The VERITAS mission will host the Deep Space Atomic Clock-2, the latest in NASA's experiments with ultra-precise clock signals that will eventually enable deep space exploration for autonomous spacecraft.
DAVINCI+, meanwhile, will host the Compact Ultraviolet to Visible Imaging Spectrometer (CUVIS), which will make high-resolution measurements of UV light in a bid to understand the mystery of the ultraviolet absorber in Venus' atmosphere that absorbs half of the solar energy reaching the planet.
Life on Venus?
It is just over 30 years since NASA's last mission to Venus, called Magellan, arrived at the planet. That mission, which launched in May 1989 and plunged into Venus' atmosphere in October 1994, was the first to map the entire surface of the planet.
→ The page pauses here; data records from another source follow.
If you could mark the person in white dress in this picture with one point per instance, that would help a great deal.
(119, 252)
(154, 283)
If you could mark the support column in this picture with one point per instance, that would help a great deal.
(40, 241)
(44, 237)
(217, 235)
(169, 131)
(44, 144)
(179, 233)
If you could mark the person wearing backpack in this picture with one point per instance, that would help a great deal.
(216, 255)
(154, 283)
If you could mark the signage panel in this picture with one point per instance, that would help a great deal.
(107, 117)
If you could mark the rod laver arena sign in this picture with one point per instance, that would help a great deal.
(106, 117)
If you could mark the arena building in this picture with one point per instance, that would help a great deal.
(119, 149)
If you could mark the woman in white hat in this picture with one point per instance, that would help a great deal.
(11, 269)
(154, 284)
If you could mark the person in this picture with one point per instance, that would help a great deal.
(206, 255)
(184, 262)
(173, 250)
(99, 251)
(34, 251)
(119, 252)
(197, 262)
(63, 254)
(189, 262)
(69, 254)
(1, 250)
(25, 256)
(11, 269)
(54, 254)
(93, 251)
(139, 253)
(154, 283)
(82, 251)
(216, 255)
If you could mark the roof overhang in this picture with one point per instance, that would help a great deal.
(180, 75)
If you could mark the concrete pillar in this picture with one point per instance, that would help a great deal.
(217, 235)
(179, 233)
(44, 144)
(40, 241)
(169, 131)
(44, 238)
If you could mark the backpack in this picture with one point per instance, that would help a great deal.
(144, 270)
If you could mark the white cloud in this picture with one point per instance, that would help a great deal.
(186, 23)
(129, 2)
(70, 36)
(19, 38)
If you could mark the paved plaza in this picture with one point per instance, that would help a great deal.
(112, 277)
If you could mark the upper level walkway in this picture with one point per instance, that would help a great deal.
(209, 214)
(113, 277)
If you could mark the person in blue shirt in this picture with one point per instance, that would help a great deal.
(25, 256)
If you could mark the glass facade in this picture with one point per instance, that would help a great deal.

Interest in re-exploring the planet has partly been rekindled thanks to recent findings that point to the potential for life on the planet.
In 2020, a team of scientists detected a molecule, phosphine, in the clouds of Venus, which remain temperate compared to the scorching temperatures of the planet's surface. Some scientists believe the only way this molecule could be present in the clouds of Venus is as a waste product of living organisms.
The finding led to NASA administrator at the time, Jim Bridenstine, stating on Twitter that the discovery was "the most significant development yet in building the case for life off Earth ... It’s time to prioritize Venus."
While there was no mention from NASA on the search for life on Venus in its post regarding its two new missions, it's safe to say the space agency will keep its eyes open for any signs of microbial life when it reaches the planet. The focus, for now, will be on discerning how our closest planetary neighbor became a hellish inferno, at the same time as life flourished here on Earth.